Los tonganos entierran a sus muertos bajo tierra, tal como hacemos nosotros, pero además forman altos montículos de arena encima de la sepultura; decoran el montículo de manera muy bonita, con piedras de colores, flores, esteras, botellas viejas y otras cosas. A medida que va pasando el tiempo, el viento y la Huma alisan los montículos, de tal manera que parecen ser solamente una serie de pequeñas elevaciones, similares a almohadas.

Cuando llegamos al cementerio, Feki ya se había adentrado en el agua. «¿Qué sucede? —lo reprendí—. ¿Les tienes miedo a los demonios?». Entonces se me ocurrió una idea: «Le demostraré que no hay ningún demonio en el cementerio». Así que le dije: «¡Oye, mira!». Entonces salí del camino y fui directo hacia el centro del cementerio. La luna brillaba aquella noche y le propuse: «Permíteme demostrarte que aquí no hay ningún demonio».

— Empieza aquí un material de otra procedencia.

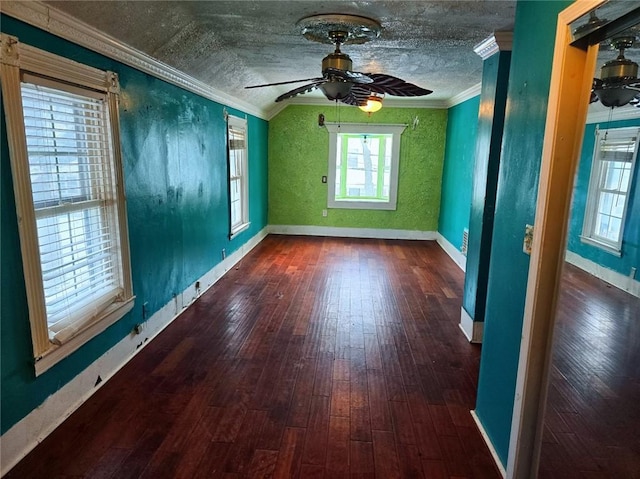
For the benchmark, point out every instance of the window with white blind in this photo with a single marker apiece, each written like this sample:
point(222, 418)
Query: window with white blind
point(614, 158)
point(363, 165)
point(238, 174)
point(64, 146)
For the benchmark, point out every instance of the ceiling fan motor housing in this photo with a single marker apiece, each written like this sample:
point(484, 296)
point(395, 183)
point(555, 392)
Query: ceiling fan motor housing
point(337, 60)
point(618, 69)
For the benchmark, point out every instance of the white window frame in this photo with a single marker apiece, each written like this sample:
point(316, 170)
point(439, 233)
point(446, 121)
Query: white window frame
point(334, 130)
point(589, 235)
point(49, 347)
point(242, 223)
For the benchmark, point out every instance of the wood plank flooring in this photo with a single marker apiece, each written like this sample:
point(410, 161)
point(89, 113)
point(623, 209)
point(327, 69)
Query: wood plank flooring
point(593, 413)
point(332, 358)
point(313, 358)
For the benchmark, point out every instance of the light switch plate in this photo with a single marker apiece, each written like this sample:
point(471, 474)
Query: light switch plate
point(528, 239)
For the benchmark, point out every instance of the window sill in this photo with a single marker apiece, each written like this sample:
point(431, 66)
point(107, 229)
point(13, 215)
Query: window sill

Recordé las palabras que Feki había pronunciado antes: «Estarán todos dormidos», y, por un momento, me pareció que debía expresar mi testimonio por tercera vez en el día ¡a aquellos que estaban dormidos bajo la tierra! Sin embargo, tras reflexionar al respecto decidí que, puesto que eso rayaba en lo sacrilego, debía renunciar a esa idea. Me sobrevino un cansancio repentino y decidí recostarme por un momento, para lo cual utilicé una de las leves elevaciones como almohada.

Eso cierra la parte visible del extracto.